Медицина и здравоохранение сегодня

Проведение исследования

Учебные материалы / Клиническое значение выявления CagA-белка H. pylori при гастродуоденальной патологии / Материалы и методы исследования / Проведение исследования

Страница 1

Взятие, доставка и хранение материала:

Исследуемый биопсийный материал опускается в стерильную сухую пробирку типа Эппендорф вместимостью 1,5 мл.

Пробу доставить в лабораторию в течение 2-х часов (в термосе со льдом) для выделения ДНК или заморозить и хранить при температуре - 20°C не более 2 недель.

Выделение ДНК из биопроб:

. В 1.5 мл пробирку с биоптатом добавить 100 мкл лизирующего раствора и инкубировать, периодически встряхивая, при 55оС до полного растворения ткани (это процесс занимает от 2 до 4 часов , при необходимости инкубацию можно проводить в течение ночи при 37оС).

. Осадить сконденсированные на внутренней поверхности пробирки капли жидкости центрифугированием в течение 5 сек при 8-12 тыс. об/мин. К полученному лизату добавить 20 мкл суспензии сорбента (перед добавлением суспензию тщательно перемешать) и 500 мкл раствора I . (Раствор I перед использованием прогреть на водяной бане 10 мин. при температуре 50-60оС и тщательно перемешать). Полученный раствор перемешать и инкубировать при комнатной температуре в течение 10 мин., периодически встряхивая на вортексе.

. Осадить сорбент центрифугированием на микроцентрифуге в течение 15 сек при 8-12 тыс. об/мин. Удалить супернатант.

На всех стадиях обработки клинического материала удаление супернатанта производят одноразовыми пластиковыми наконечниками при помощи вакуумного насоса в колбу-ловушку, содержащую дезинфицирующий раствор (3% хлорамин или 5% перекись водорода и т.п.)

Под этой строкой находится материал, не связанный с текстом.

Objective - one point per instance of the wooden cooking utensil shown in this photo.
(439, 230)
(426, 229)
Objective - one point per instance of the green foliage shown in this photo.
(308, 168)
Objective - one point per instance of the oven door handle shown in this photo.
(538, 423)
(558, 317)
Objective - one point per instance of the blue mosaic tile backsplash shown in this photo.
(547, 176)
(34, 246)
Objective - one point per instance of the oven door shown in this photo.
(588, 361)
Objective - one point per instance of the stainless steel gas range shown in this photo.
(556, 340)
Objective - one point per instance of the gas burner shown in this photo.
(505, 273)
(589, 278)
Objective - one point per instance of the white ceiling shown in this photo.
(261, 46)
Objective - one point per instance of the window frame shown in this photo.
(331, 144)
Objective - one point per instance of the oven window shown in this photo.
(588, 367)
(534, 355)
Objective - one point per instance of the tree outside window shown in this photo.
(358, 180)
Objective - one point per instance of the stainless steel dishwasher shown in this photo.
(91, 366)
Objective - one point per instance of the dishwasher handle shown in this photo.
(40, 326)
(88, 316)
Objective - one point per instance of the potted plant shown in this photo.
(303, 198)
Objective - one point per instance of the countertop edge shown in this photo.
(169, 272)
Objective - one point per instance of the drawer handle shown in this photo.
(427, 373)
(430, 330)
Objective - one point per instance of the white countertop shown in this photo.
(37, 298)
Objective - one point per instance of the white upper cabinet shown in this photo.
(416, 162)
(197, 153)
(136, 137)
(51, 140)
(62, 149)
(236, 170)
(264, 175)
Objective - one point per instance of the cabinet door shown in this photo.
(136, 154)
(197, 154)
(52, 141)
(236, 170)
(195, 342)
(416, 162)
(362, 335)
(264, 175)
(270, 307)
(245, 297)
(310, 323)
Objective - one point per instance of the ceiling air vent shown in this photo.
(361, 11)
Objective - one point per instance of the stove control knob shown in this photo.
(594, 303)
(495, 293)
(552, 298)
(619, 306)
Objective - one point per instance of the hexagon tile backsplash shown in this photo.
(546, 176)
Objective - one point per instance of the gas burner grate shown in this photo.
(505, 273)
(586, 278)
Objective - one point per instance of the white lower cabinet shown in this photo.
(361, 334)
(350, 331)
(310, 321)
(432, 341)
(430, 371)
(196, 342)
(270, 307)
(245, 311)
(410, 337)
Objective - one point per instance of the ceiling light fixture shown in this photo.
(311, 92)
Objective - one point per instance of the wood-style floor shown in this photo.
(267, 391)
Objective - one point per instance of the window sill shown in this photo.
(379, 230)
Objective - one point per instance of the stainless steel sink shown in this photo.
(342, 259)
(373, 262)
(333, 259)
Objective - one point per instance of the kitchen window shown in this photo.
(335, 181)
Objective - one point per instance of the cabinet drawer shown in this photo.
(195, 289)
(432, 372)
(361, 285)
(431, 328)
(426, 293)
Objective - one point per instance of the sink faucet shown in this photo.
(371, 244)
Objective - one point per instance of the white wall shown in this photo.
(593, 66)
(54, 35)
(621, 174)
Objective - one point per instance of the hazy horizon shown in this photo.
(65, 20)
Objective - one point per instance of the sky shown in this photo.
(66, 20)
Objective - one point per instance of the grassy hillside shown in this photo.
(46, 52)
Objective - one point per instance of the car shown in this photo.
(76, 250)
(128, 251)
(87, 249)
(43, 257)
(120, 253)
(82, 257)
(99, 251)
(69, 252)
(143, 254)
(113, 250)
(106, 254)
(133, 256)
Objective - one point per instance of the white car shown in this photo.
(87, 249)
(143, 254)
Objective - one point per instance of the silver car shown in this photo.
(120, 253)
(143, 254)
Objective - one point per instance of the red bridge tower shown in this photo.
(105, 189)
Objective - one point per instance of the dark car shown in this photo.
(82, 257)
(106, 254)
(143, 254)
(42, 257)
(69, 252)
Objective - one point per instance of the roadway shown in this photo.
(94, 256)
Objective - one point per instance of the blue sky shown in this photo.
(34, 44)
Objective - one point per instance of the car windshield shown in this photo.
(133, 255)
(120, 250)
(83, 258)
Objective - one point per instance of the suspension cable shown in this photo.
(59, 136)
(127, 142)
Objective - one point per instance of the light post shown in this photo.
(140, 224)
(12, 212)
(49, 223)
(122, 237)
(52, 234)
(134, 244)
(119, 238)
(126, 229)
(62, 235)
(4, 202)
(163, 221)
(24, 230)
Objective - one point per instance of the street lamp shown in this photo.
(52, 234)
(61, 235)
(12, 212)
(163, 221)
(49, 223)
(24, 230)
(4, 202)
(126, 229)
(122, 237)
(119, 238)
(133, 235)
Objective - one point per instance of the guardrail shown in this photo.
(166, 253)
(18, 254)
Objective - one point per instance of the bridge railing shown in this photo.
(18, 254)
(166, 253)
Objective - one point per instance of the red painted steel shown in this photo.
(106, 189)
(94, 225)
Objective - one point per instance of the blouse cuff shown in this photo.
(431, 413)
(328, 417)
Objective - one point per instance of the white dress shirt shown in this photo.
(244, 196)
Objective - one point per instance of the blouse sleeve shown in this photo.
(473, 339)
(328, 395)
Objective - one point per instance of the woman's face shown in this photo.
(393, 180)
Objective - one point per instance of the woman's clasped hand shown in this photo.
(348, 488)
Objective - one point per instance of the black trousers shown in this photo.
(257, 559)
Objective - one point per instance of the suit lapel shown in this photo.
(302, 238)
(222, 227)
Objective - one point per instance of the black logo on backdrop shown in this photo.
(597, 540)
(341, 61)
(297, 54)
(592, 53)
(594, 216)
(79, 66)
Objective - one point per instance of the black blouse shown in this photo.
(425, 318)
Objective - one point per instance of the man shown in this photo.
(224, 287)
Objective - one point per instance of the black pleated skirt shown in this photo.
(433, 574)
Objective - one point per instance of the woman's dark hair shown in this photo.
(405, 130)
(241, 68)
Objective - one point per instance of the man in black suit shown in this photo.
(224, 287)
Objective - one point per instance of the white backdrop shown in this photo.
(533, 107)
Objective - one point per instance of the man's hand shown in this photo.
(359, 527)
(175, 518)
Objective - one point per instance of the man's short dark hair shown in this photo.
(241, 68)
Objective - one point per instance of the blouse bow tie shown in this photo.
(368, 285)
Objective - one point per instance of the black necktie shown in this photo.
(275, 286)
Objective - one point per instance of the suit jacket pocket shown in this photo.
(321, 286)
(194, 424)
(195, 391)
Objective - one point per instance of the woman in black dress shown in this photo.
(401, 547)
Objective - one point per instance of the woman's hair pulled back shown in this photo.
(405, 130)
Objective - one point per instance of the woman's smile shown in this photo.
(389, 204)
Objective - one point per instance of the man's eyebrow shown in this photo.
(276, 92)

. К осадку добавить 200 мкл раствора II, перемешать смесь, осадить сорбент центрифугированием в течение 15 сек на микроцентрифуге при 8-12 тыс. об/мин., удалить супернатант.

. Промыть сорбент 2 раза 1 мл раствора III , как описано в п.2.4

. Пробирки поместить в твердотельный термостат и подсушить сорбент 5-10 мин при температуре 55-60оС, оставляя пробирки открытыми.

. В пробирки с сорбентом добавить 50 мкл ТЕ буфера, закрыть их, тщательно перемешать на вортексе и инкубировать в течение 5 минут при 55-60оС.

. Пробирки центрифугировать 15 сек при 8-12 тыс.об/мин

Водную фазу (супернатант) использовать в качестве исследуемого образца ДНК для постановки реакции амплификации.

Водную фазу снятую с сорбента можно хранить при температуре -20оС в течение 6 месяцев.

Проведение ПЦР (амплификация):

. Приготовить и пронумеровать пробирки для проведения амплификации вместимостью 0,5 мл (или 0,2 мл), включая пробирки для положительных и отрицательного контрольных образцов

. За 20-30 минут до приготовления амплификационной смеси извлечь комплект реагентов для амплификации из морозильника, разморозить содержимое (желательно поместить пробирку с Taq-полимеразой в ледяную баню). Размороженные пробирки тщательно встряхнуть для перемешивания содержимого.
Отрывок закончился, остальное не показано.